Bury Pts. 1 + 3 starts off in decidedly off-putting manner with lo-fi sonic sludge, but soon resolves itself into a far cleaner and more polished take on garage rock, eschewing demo-quality aesthetics in favor of pristine aural clarity. Once again the band choose conventional garage rock as their template, and once again a more attentive listen reveals that there's far more to the song than is initially apparent.
Mexico Wax Solvent is another stellar track with some lyrical bite, as Smith sarcastically intones, "Where are Britain's lowest prices?" and is also the last song on the album that revolves around a garage rock structure. Cowboy George, however, is an instant classic, with its offbeat melody and bizarre sound effects. Admittedly the song does lose its musical focus after a certain point, abandoning its melody in favor of a Mark E. Smith monologue accompanied by minimal instrumentation, but this Smith showcase has its charm and manages to feel like an organic part of the track.
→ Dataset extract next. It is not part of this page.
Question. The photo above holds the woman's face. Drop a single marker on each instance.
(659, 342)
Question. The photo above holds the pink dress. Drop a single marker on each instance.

Hot Cake and Y.F.O.C./Slippy Floor may be quintessential Fall tracks, but Chino is something else altogether. The song is profoundly menacing, recalling the apocalyptic soundscapes of Joy Division, and Smith turns in a suitably ominous performance. With a tenebrous atmosphere that doesn't come at the expense of melody, Chino may very well represent the zenith of the album, and is certainly another masterpiece from The Fall.
Funnel Of Love is a cover, but it certainly eludes the fate of debacles like The Fall's renditions of Victoria and I Can Hear The Grass Grow as the band turn in a spirited and energetic performance that makes the track highly entertaining. As far as the closer, Weather Report 2, is concerned, the track actually carries a kind of melancholic beauty. Once again the melody is rudely discarded somewhere along the way in favor of extraneous noisemaking, but as a loyal Fall follower I've long since accepted that Mark E. Smith must subscribe to an obscure music philosophy whereby it's a sin for a song's melody to occupy more than fifty percent of its runtime. Keeping this in mind Weather Report 2 is still a great song, and Smith's final statement, "You don't deserve rock and roll," is the perfect note to end the album on.
Thus Your Future Our Clutter is another impressive chapter in The Fall's discography. The band consistently prove that whether they adopt garage rock mannerisms or stick to a more experimental paradigm they remain fresh, creative and exciting, and by this point Smith has developed such a rich and unique personality for the group that their individuality will show through in any context. While it's still clear that Smith is The Fall, this latest lineup have now acquitted themselves admirably on two occasions, and certainly make great foils for the eccentric, if bitter, genius.